D-12 Unwind table location
Christophe de Dinechin
ddd at cup.hp.com
Wed Feb 16 01:46:20 UTC 2000
Jim Dehnert wrote:
>
> However, I also believe in maximizing flexibility and generality,
> at least when it's nearly free, and particularly when there are
> anticipatable uses for it. Now, I can anticipate two departures
> from HP's assumptions that are relevant here:
>
> - Multiple text segments. This is common in the embedded world,
> where the reasons for them often also prevent their being adjacent
> in the address, and probably also sometimes prevent the inclusion
> of extraneous data with each text segment.
If you have multiple segments, then your local equivalent of 'dlmodinfo' must be
able to deal with the IP->.text segment.
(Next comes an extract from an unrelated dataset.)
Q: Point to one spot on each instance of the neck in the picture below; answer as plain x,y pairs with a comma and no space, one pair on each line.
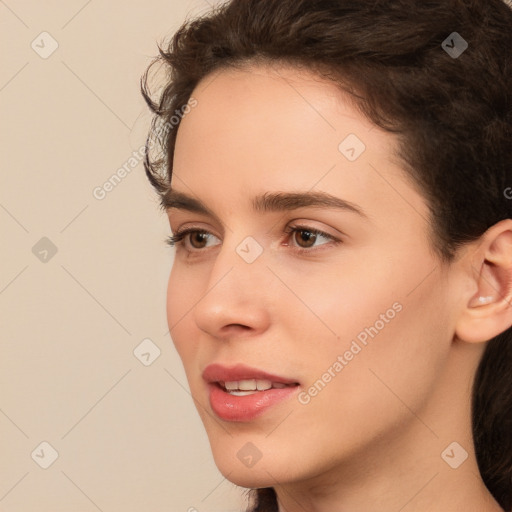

We do that today for multiple text
segments from different load modules, but there is no reason this could not work
for multiple load modules loaded at the same time. So I don't see an objection
here. dlmodinfo reads info from the ELF files, as long as there is an ELF
representation for multiple text segments and your dlmodinfo supports it, you
are fine.
I see the requirement of multiple .text segments as legitimate. We can support
it. On the other hand, I still do not understand what situation would require to
split .unwind from the .text for the corresponding procedure fragment. I am not
saying there is no case where it makes sense, just that if there is such a case,
I don't know it or I did not understand it.
> - LSDA somewhere besides the associated .text segment. See the
> above, or imagine a language/implementation that decides to put a
> lot of runtime-relocated data in it.
That's why we have a 'TTBase'. The type information contains runtime relocated
data in it. So we need to access it through extra indirections. But we don't pay
the price for any data for which we managed to avoid relocation (in particular
call-site and action tables).
> These possibilities, even though I don't anticipate them for IA-64
> mainstream C++, lead me to ask the question: Can we provide the
> flexibility to support them at little or no cost to our own needs?
My position is that we do have the flexibility today. What you want to do can be
done within the existing framework. It is just slightly non-uniform: the LSDA is
in text. If you want to refer to data that requires relocation, you need a
pointer from that LSDA to your data, which is typically GP-relative.
>
> 3) The unwind info table contains unwind descriptor references
> relative to the text fragment, handled in the unwind library,
> and the LSDA, handled by the personality routine. The latter
> includes:
>
> ** LPStart, an offset currently relative to its own location,
> which requires that unwind info be in the associated text segment.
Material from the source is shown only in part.